Generally in a week I have two brat days. Usually they are Wednesday and Saturday, and I have no idea why. When Love was here a week ago it was a wed. and I woke up in a instant bad mood. I tried I really did.
Through the whole day I tried to think of things that would make it better. But alas, nothing worked. On a wed. when Love isnt here, its a cleaning day full of things to keep me busy mentally and physically. Comming downstairs I found that I felt unusually lazy so I crashed on the chaise, then the chair in front of my lappy next to him.
Love tried to make conversation with me and I started to frustrate him as well. I said the word ‘no’ twice that day. Both times cringing when I did so. Being a brat (tart as Love calls it) and knowing I am is somehow three times worse. And when the day came to a close I was mentally waiting for Love to tell me to get on all fours on the chaise.
Late in the evening he told me to go to the chaise. He wondered out loud if he should cuff me and being my honest self I told him that I know that I wont be able to stay still for him, that I know that I will fight him. And I had never really fought him before so I had no idea how it was going to be. But the fight was in my eyes and I just couldn’t stop it.
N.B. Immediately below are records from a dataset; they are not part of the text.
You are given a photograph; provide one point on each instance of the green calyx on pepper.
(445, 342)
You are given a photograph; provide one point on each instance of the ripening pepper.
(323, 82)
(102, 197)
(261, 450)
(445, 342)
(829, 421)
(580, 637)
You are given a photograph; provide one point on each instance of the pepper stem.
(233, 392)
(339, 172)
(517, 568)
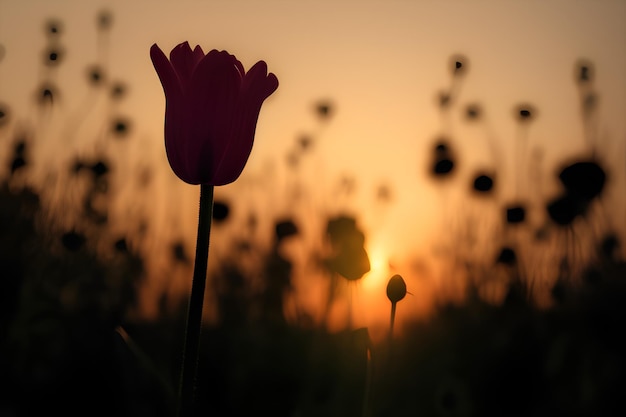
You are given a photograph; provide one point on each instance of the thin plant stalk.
(193, 327)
While he cuffed my hands I fought and squirmed, he put the o-ring gag in my mouth and buckled it behind my head, and let me fall face down in the pillows. This was the first time I had the gag in my mouth like this. All I have to say is if your up for biting into something a o-ring gag will not do anything but hurt, bad. I fought harder and harder, jaws clenching and like an idiot I hurt myself. With my jaw clenched and me squirming the hard o-ring went into the gums behind my teeth and I pretty much screamed. He took the gag out and I really tried my best to tell him as nice as possible that it actually had hurt me, bad.
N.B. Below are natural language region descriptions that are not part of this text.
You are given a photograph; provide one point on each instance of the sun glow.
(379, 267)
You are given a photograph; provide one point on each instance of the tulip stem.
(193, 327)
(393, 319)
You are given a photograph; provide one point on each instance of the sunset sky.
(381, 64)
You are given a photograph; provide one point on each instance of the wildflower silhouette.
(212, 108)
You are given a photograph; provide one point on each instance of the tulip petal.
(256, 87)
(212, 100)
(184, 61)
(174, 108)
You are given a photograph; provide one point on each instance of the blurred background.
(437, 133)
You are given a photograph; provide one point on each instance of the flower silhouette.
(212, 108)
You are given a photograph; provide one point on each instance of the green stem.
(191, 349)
He un-cuffed me and I didn’t think but glared. I was on my first drink of the evening, taking a small sip of it I knew that it wasn’t going to help. I just needed broken. Love then told me to lay on my back and he cuffed me again, tying the cuffs to the chaise so that I would not be able to move down and off the chaise. He asked if I wanted my blindfold and I shook my head yes. I can’t tell you how many hits to each body part there were, either 5 or ten at a time. They came to my breasts, belly, thighs, and to my calves.
The pain to my calves was new, and now thinking back I know I should have started to behave right there. But of course I didn’t, I only struggled more, pushing my heels down into my beloved chaise.
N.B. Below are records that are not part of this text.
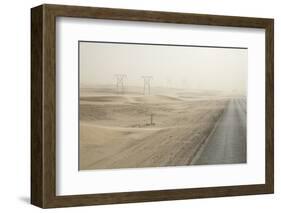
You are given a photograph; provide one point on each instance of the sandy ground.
(116, 129)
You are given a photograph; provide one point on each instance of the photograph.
(161, 105)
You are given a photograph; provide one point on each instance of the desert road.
(227, 142)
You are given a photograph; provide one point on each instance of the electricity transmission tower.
(146, 84)
(120, 82)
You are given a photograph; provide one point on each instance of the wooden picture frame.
(43, 105)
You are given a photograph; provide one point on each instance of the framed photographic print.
(135, 106)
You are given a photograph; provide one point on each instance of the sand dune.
(116, 130)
Him, seeing that I was putting my pressure on my thin heels began to unbuckle them. Sitting them aside he moved his attention to the tops of my feet. Oh the horrid pain that ensued. I don’t know which spot I would have preferred but my calves definitely didn’t want the pain on them either. I struggled more and more and refused to give in to tears.
Finally he told me that I could roll over. There is more pleasure than pain when I’m laying on my belly. Feeling the flogger spread out and hit all over me is so calming in ways I myself don’t understand. The strap next, the pain being ramped up slowly finally breaking through my bratty shell. The strap hard on my skin, finishing me and I cried, saying our safety word.
He un-cuffs my hands gently, and in my struggle my blindfold had already come off. Letting me roll over he sits next to me. Telling me how id I wouldn’t have struggled so much it wouldn’t have been so bad. Knowing this already I glare at him as he continues to talk to me. And as fast as it left me the brat came back. I didn’t want told what I had done wrong, I only wanted to be told that I was a good girl.
He set his jaw hard and I saw the sympathy leave his eyes. He told me to lay on my belly again. I glared at him again and laid down. There was no ramping of hits now. There was only hard punishing pain to be felt.
My willpower caved again, crying continuing. And I said the safety again after he had worked down my body to my feet. I had enough, I was a blubbering pile of what is sub. He quickly and quietly put everything away and put the box back. I went to him then, curling into him. And we talked. Once again being the loving dirty little girl to him. My love for him so strong.
That day I needed to struggle, to push his limits, and once it was over I felt so much better. His once again.